1
votes

I have read the Raft algorithm paper's and got a question related to the sequence of operations Raft executes upon receiving a client request:

In order to overcome a single point of failure scenario, Raft relies on maintaining a replicated log on other machines, the algorithm also consults a consensus module for the complete logging management. The sequence of operations work as follow:

  1. Client request is received at the leader's state machine, leader appends command to its log.
  2. The leader sends AppendEntries RPCs to his followers to clone the command in their local logs', and waits for an acknowledgment from majority of the followers that the entry has been successfully appended to their local log file.
  3. Once an acknowledgment has been received that the request has been successfully logged in majority of the followers logs', then the request is committed to the leader's state machine causing a transition to happen, returning back the output of that transition to the client.
  4. Ultimately, the leader notifies followers of committed entries in subsequent AppendEntries RPCs.

If above understanding is correct, then I can claim that the client request is being held for a bit of time for the replication process to complete, also I may also claim that the success of a client request is heavily dependent on the success of the replication process (since the client command / request is not executed on the leader's machine until a majority acknowledgment has been received). The question is, how long it is expected to take on average for a client request to receive a response after the replication procedure is completed, also does that work efficiently for real-time systems?

2

2 Answers

2
votes

http://www.infoq.com/articles/cap-twelve-years-later-how-the-rules-have-changed suggests that systems such as Raft requesting the Consistency and Availability parts of the CAP theorem's trinity will suffer performance limits. You may also be interested in https://pdfs.semanticscholar.org/7c45/54d064128043897ea2226021f6fda4c64251.pdf (A review of experiences with reliable multicast, by Birman), which describes experience with reliable multicast groups in high assurance systems such as air traffic control.

My takeaway from this is that a real system may want to be very careful about what information it guards with Raft, Paxos, and friends, and what it can guard less tightly.
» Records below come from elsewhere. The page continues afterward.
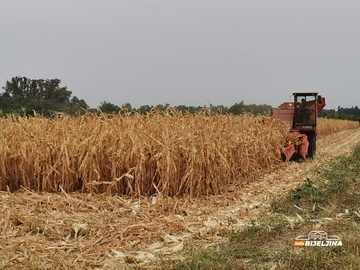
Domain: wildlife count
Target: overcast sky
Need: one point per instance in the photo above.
(186, 52)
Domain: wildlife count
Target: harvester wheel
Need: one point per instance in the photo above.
(312, 145)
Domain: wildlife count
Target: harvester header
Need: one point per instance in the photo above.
(301, 114)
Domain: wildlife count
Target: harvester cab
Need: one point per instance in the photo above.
(301, 114)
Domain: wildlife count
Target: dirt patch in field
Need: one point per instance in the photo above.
(85, 231)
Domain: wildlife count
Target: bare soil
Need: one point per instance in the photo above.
(87, 231)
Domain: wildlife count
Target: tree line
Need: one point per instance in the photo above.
(26, 96)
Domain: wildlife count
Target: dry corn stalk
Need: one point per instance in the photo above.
(168, 153)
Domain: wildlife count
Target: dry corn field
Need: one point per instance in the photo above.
(140, 155)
The other point of view is to go for a very sophisticated implementation of Paxos, such as Google Spanner, so that programmers don't have to worry about the problems of non-ACID systems.

0
votes

If above understanding is correct, then I can claim that the client request is being held for a bit of time for the replication process to complete

Correct, the leader of the current term will acknowledge a client request only after the command has been replicated to majority of nodes in the cluster.

I may also claim that the success of a client request is heavily dependent on the success of the replication process

That's also correct. At least of majority of nodes in the cluster (including the leader) need to be available and responsive, in order for the command to be replicated successfully and the leader to acknowledge the request.

how long it is expected to take on average for a client request to receive a response after the replication procedure is completed

That depends on the topology of your network. The latency of the response to a client request will be composed of the following parts (assuming no leader crashes): * the latency required for the client request to be transmitted between the client and the leader. * the latency of an AppendEntries request from the leader to followers to replicate the entry (sent in parallel to all the followers. * the latency of an AppendEntries response from the followers to the leader. * the time required by the leader to apply the command to its state machine (i.e. a disk write in the best case) * the latency of the client response to be transmitted from the leader to the client

The latency of the various messages depends on the distance between nodes, but it will probably be in the order of tenths to hundreds of milliseconds.

also does that work efficiently for real-time systems?

It depends on what are your requirements for your specific case. But in general, real-time systems require latencies that are under a few milliseconds, so the answer is most likely no. Also, keep in mind that during periods of crashes and instability where new leader elections happen, latency can increase significantly.